For yet another "Awareness Day," my school administration invited a group of liberal speakers to make a presentation on Nike sweatshops. Towards the end of the lecture, one of the speakers asked all students who considered themselves "politically conservative" to raise their hands. Conservatives were the only political group picked on during the presentation. Of the students raising their hands, they singled out an underclassman; she did not volunteer. The speaker called her to the auditorium stage and proceeded to humiliate her in front of the entire student body. The speaker instructed the girl to pretend that she was a sweatshop worker who had begun her menstrual cycle and was asking for time off due to her period. The speaker screamed at her, calling her a "bitch" at the top of his lungs. As if this wasn't enough, he demanded that she pull down her underwear and show everyone that she was "bleeding."

In a class required for sophomores, we spent an entire period playing "The Poverty Game." Each student was given a few coins with which they were to purchase pictures, scissors, and glue sticks from the "store" in order to make a collage. Students were given their particular amount of money at random; in other words, some students were quite rich and others were very poor. If a student did not have enough money (which the majority didn't) to purchase the materials, they had to apply for "welfare." The "welfare officers" were instructed by our teacher to be as nasty and unfair as they wanted to be. At any time during the game the "police officers" could hassle and arrest a student if the officers felt the student was breaking some law. The "store owner" was encouraged to charge whatever price she wanted to on the items. Students had to beg the "store owner" to lower the prices of the supplies. The game portrayed each member of society who had achieved any degree of success to be an evil creep.
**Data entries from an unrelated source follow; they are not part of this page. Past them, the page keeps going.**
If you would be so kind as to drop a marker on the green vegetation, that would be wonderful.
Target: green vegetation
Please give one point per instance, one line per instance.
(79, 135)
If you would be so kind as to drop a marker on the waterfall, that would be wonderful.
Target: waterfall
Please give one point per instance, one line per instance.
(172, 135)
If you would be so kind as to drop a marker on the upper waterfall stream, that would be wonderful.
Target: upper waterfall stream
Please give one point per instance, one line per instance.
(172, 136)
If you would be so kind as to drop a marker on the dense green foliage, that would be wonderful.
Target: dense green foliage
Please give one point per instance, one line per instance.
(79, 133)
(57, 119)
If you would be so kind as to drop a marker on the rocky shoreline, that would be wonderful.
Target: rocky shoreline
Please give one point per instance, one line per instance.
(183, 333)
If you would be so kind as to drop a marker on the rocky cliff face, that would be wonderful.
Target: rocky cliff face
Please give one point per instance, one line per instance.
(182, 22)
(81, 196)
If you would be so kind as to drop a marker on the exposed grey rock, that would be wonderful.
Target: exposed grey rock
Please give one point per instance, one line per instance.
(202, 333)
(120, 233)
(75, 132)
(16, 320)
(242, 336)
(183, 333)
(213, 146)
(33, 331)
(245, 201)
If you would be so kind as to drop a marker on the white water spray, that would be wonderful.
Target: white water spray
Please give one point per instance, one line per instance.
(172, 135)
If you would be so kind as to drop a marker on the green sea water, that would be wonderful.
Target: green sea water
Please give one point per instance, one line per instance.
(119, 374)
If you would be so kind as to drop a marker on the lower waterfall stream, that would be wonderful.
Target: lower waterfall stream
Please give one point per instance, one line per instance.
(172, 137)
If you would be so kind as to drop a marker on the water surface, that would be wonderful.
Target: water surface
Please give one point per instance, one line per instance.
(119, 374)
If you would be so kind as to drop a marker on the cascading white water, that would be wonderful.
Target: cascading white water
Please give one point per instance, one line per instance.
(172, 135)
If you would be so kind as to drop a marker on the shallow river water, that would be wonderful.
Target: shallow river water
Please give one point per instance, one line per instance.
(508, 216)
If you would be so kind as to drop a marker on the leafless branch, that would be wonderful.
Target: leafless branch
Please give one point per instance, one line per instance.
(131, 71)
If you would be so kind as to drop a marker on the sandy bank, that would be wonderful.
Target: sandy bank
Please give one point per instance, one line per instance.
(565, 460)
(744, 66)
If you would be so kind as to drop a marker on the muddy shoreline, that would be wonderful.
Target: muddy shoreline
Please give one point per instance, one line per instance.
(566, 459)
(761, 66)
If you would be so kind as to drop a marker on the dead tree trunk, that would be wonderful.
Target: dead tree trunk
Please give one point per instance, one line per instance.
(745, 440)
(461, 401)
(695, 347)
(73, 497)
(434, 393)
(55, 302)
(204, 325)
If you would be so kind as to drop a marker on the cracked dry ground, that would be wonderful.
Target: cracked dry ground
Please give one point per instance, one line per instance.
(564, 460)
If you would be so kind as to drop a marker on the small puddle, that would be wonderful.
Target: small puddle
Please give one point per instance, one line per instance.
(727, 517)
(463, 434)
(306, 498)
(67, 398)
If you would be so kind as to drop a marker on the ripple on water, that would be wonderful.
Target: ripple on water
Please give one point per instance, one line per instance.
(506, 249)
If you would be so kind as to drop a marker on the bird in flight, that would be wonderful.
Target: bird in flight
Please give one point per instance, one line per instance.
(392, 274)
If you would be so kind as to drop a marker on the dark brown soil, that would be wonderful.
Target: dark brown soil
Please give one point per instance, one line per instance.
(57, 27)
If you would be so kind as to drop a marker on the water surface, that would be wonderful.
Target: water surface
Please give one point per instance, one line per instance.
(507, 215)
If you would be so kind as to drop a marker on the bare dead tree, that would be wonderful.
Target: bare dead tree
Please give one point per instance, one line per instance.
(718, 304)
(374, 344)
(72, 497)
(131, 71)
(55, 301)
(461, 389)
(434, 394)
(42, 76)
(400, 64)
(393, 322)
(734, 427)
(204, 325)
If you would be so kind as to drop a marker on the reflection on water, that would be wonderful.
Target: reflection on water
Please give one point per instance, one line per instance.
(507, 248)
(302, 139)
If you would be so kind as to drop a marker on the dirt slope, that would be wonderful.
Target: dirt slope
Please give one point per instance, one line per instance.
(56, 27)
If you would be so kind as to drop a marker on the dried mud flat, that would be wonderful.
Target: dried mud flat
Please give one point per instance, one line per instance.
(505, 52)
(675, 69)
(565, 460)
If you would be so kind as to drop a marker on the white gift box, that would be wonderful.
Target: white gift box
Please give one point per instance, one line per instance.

On the first anniversary of the September 11th terrorist attacks, a teacher gave us a rather lengthy handout which argued that whether a culture is "civilized" is relative. The handout was full of statements such as "a terrorist loves his truth just as much as I love mine," and "one man's terrorist is another man's freedom fighter." Our teacher went on to say that America imposing its view of what it is to "be civilized" on the Afghan people is bigoted. It would be disgusting to initiate such a discussion on the anniversary of 9/11, even if my school wasn't located 15 miles from Ground Zero. Many students in our school, including myself, lost family members the day of the attacks. Regardless of one student's crying in class, the teacher continued to be downright nasty when some of the other students expressed their outrage.

Students at my school endured multi-annual presentations, videos, and lectures on the "forgiveness of world debt." All of the videos attributed footage of Africans living in squalor to the United States' "selfishness" in not forgiving debts of developing countries. Forgiveness of world debt is a rather complex economic concept, but the general conservative stance regarding debt forgiveness is that doing so would result in little or no improvement of third world living standards. At the end of my Senior year, in a totally unrelated project, I decided to survey the political knowledge of some of the teachers at my school. The teacher who was the biggest proponent of forgiveness of world debt could not even name the governor of our state.

Intellectual abuse is repulsive at every level, but it is particularly outrageous when ideological teachers prey upon society's youngest and most impressionable members. These cowards hide behind the guise of one of the most respected professions while taking advantage of their authority to stifle the curiosity of those entrusted into their care. For all that liberal teachers wax poetic about civil rights and human rights, many of them are guilty of blithely stomping on the intellectual freedom of those they are charged to help.

Christine Anne Inauen is a first-year undergraduate student and attends school in Washington, D.C.